To paraphrase Kurt Vile: you know us, we’re around.

Over at The Awl, Max Rivlin-Nadler weighs in on the shifting trends and fortunes of our nation’s funeral parlors:

In the past twenty years, funeral directors have had to transform from presenters of a failed organism, where the sensation of closure is manifest in the presence of the deceased body, to the arbitrators of the meaning of a secular life that has just been reduced to ash.

At Splitsider, Contributing Editor Michael Schapira discusses the best book he’ll read (also the best book I’ll read) in 2012: Alan Partridge’s, I, Partridge:

Or perhaps it is the peculiar completist mentality that is so prevalent amongst comedy fans (the pressure leading to the Arrested Development and Party Down movies are perfect examples of this). We’ve have been given plenty of material to build up our own images of Partridge and to see that image push back and take new forms is a wonderful thing.

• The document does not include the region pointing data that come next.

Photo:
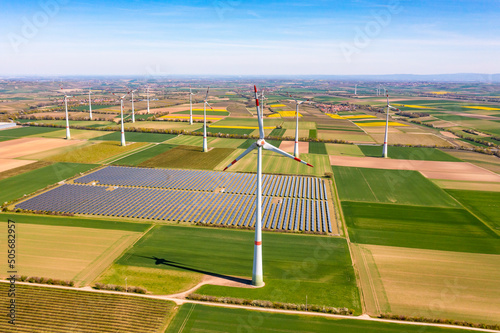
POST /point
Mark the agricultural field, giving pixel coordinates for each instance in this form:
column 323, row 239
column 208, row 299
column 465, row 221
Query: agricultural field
column 136, row 158
column 188, row 157
column 483, row 204
column 196, row 317
column 31, row 181
column 403, row 187
column 42, row 309
column 429, row 283
column 434, row 228
column 329, row 280
column 408, row 153
column 95, row 153
column 135, row 137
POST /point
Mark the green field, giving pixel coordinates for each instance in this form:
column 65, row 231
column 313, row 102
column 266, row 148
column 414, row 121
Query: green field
column 190, row 140
column 403, row 187
column 294, row 265
column 434, row 228
column 28, row 182
column 406, row 153
column 188, row 157
column 43, row 309
column 95, row 152
column 136, row 137
column 202, row 318
column 274, row 163
column 317, row 148
column 143, row 155
column 25, row 131
column 485, row 205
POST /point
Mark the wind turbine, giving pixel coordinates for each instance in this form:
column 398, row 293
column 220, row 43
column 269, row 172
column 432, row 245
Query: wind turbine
column 90, row 104
column 121, row 114
column 296, row 145
column 384, row 150
column 257, row 273
column 68, row 136
column 190, row 106
column 147, row 96
column 133, row 111
column 205, row 103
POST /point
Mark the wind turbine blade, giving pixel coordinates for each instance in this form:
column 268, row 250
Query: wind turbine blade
column 259, row 118
column 249, row 149
column 269, row 146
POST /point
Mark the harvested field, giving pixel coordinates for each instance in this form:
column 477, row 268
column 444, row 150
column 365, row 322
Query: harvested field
column 431, row 284
column 27, row 146
column 8, row 163
column 430, row 169
column 424, row 139
column 288, row 146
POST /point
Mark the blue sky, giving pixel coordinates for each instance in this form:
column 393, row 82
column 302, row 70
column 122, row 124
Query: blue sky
column 234, row 37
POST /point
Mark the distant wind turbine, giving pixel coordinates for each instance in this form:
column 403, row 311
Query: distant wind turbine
column 384, row 150
column 121, row 114
column 257, row 273
column 68, row 136
column 190, row 106
column 90, row 104
column 205, row 103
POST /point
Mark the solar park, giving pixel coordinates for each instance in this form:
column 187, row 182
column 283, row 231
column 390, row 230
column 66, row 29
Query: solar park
column 291, row 203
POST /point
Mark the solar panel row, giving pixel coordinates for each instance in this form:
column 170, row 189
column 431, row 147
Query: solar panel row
column 190, row 206
column 195, row 180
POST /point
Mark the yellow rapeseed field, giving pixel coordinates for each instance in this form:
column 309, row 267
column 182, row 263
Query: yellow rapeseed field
column 481, row 108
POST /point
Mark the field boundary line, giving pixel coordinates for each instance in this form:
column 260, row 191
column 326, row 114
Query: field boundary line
column 253, row 308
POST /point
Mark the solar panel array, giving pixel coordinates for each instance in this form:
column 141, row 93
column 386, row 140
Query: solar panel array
column 289, row 202
column 196, row 180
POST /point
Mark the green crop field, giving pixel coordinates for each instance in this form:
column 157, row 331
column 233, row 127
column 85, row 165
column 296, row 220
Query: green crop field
column 188, row 157
column 389, row 186
column 43, row 309
column 435, row 228
column 28, row 182
column 95, row 152
column 343, row 149
column 407, row 153
column 485, row 205
column 136, row 137
column 275, row 163
column 209, row 113
column 143, row 155
column 317, row 148
column 25, row 131
column 190, row 140
column 202, row 318
column 294, row 265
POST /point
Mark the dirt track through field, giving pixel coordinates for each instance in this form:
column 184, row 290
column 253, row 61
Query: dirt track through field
column 430, row 169
column 26, row 146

Because Full Stop is as concerned with The Situation in American Waffles as it is with The Situation in American Writing, Eric Jett and I join an esteemed panel, including friends of the site Michael Schaub and Jacob Silverman, to discuss the present and future of America’s breakfast:

I like to think that my breakfast menu is relatively eclectic, but if I’m being honest, when it’s 8 a.m. and I’m sitting at the kitchen table in my pajamas with a long day ahead of me, I’m a committed continentalist. After all, waffles, with their trademark grids, are the breakfast food most directly influenced by Descartes.